Ecological selection

From Wikipedia, the free encyclopedia

Ecological selection (or environmental selection or survival selection or individual selection or asexual selection) refers to natural selection without sexual selection, i.e. strictly ecological processes that operate on a species' inherited traits without reference to mating or secondary sex characteristics.[citation needed] The variant names describe varying circumstances where sexual selection is wholly suppressed as a mating factor.[citation needed]

Ecologists often study ecological selection when examining the abundance of individuals per population across regions, and what governs such abundances.[1]
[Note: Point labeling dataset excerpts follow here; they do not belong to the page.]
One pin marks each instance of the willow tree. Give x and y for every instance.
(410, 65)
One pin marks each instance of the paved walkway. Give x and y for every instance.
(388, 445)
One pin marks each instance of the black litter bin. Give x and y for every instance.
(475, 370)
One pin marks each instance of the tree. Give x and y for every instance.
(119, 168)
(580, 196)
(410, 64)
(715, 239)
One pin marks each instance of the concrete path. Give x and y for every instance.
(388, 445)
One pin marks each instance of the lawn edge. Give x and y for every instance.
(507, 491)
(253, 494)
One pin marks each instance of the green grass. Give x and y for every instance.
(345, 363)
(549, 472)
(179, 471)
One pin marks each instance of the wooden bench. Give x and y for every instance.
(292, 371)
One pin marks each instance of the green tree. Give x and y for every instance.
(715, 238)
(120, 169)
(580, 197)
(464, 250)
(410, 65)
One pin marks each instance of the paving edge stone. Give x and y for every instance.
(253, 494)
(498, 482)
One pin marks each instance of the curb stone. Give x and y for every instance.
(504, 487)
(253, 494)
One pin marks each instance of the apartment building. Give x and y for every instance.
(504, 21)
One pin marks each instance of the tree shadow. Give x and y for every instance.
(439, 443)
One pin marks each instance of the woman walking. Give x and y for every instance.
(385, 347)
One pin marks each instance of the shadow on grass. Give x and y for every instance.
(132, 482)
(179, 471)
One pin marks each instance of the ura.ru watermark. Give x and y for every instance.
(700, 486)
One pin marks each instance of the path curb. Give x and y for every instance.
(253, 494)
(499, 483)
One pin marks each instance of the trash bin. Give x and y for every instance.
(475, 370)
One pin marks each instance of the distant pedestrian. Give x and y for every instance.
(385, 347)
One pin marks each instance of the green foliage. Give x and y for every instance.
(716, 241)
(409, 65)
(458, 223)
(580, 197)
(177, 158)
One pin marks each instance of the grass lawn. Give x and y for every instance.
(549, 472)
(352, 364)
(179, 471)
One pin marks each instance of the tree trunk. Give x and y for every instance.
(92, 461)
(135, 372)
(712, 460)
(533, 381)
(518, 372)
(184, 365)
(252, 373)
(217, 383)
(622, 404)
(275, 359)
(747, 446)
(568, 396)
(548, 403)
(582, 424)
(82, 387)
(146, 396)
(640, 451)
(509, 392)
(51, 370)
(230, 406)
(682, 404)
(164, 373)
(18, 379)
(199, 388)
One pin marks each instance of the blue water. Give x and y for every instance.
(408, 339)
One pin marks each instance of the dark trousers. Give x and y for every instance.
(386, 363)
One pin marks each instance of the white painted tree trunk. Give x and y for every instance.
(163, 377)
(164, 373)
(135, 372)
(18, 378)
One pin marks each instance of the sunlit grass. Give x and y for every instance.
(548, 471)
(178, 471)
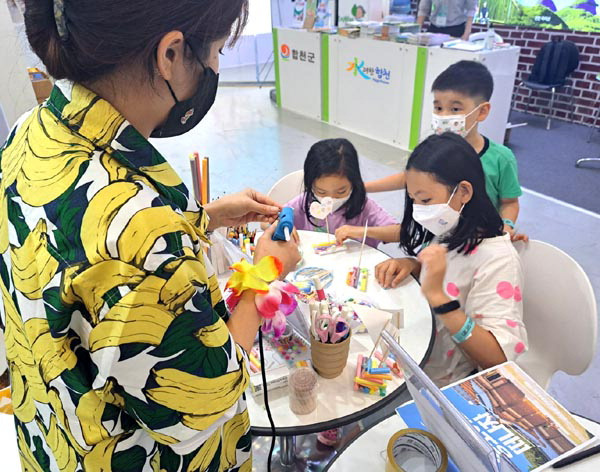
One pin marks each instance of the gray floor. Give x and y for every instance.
(546, 159)
(252, 143)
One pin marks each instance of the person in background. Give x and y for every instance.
(122, 354)
(331, 169)
(461, 100)
(453, 17)
(469, 270)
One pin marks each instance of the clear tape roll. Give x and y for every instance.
(411, 440)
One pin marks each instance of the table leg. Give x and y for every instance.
(287, 450)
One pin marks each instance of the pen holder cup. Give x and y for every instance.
(302, 390)
(328, 359)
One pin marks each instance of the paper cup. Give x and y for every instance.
(303, 390)
(329, 360)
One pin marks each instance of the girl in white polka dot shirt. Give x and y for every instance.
(469, 271)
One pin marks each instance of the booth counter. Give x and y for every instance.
(379, 89)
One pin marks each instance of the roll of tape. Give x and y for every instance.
(415, 440)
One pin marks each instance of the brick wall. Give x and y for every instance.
(586, 89)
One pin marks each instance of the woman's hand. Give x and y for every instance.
(346, 232)
(241, 208)
(286, 252)
(390, 273)
(433, 271)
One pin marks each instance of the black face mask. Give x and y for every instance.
(188, 113)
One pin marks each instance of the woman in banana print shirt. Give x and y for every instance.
(122, 355)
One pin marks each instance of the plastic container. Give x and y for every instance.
(329, 360)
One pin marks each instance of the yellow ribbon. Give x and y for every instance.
(254, 277)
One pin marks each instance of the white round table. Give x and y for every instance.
(376, 438)
(337, 403)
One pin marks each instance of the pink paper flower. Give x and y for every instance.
(275, 305)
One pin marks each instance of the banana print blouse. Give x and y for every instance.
(118, 351)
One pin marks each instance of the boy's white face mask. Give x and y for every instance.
(454, 123)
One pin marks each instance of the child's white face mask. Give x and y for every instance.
(454, 123)
(340, 202)
(438, 218)
(337, 203)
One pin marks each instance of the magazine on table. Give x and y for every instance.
(498, 419)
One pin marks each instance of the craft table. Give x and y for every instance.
(376, 438)
(338, 404)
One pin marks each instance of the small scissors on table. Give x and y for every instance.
(331, 329)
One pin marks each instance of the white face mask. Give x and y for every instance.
(337, 202)
(438, 218)
(454, 123)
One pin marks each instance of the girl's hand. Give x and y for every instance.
(286, 252)
(514, 236)
(345, 232)
(241, 208)
(433, 271)
(390, 273)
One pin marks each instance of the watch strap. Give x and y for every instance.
(446, 307)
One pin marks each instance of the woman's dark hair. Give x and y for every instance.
(104, 36)
(334, 157)
(450, 159)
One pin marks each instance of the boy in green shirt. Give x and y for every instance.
(461, 96)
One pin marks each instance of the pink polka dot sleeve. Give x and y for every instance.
(495, 302)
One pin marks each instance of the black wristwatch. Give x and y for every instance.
(446, 307)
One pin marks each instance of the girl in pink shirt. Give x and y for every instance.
(331, 169)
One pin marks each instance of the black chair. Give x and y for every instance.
(553, 64)
(592, 129)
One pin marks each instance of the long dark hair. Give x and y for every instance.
(103, 37)
(334, 157)
(450, 160)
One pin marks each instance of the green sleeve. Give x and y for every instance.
(508, 181)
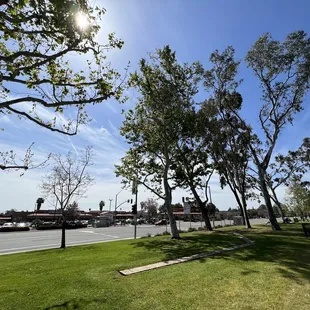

Circumstances in which it occurs[edit]

Ecological selection can be said to be taking place in any circumstance where inheritance of specific traits is determined by ecology alone without direct sexual competition, when e.g. sexual competition is strictly ecological or economic, there is little or no mate choice, females do not resist any male who wishes to mate, all traits will be equally propagated regardless of mating, or the species is hermaphroditic or asexually reproducing, an ecological selection is taking place. For example, environmental pressures are largely responsible for the evolution of different life history strategies between the African honey bee, A. m. scutellata, and the European honey bee.[2]

In sexually reproducing species, it is applicable mostly to situations where ecological pressures prevent most competitors from reaching maturity, or where crowding or pair-bonding or an extreme suppression of sexual selection factors prevents the normal sexual competition rituals and selection from taking place, but which also prevent artificial selection from operating, e.g. arranged marriages, where parents rather than the young select the mate based on economic or even astrological factors, and where the sexual desires of the mated pair are often subordinated to these factors, are artificial unless wholly based on an ecological factor such as control of land which is held by their own force.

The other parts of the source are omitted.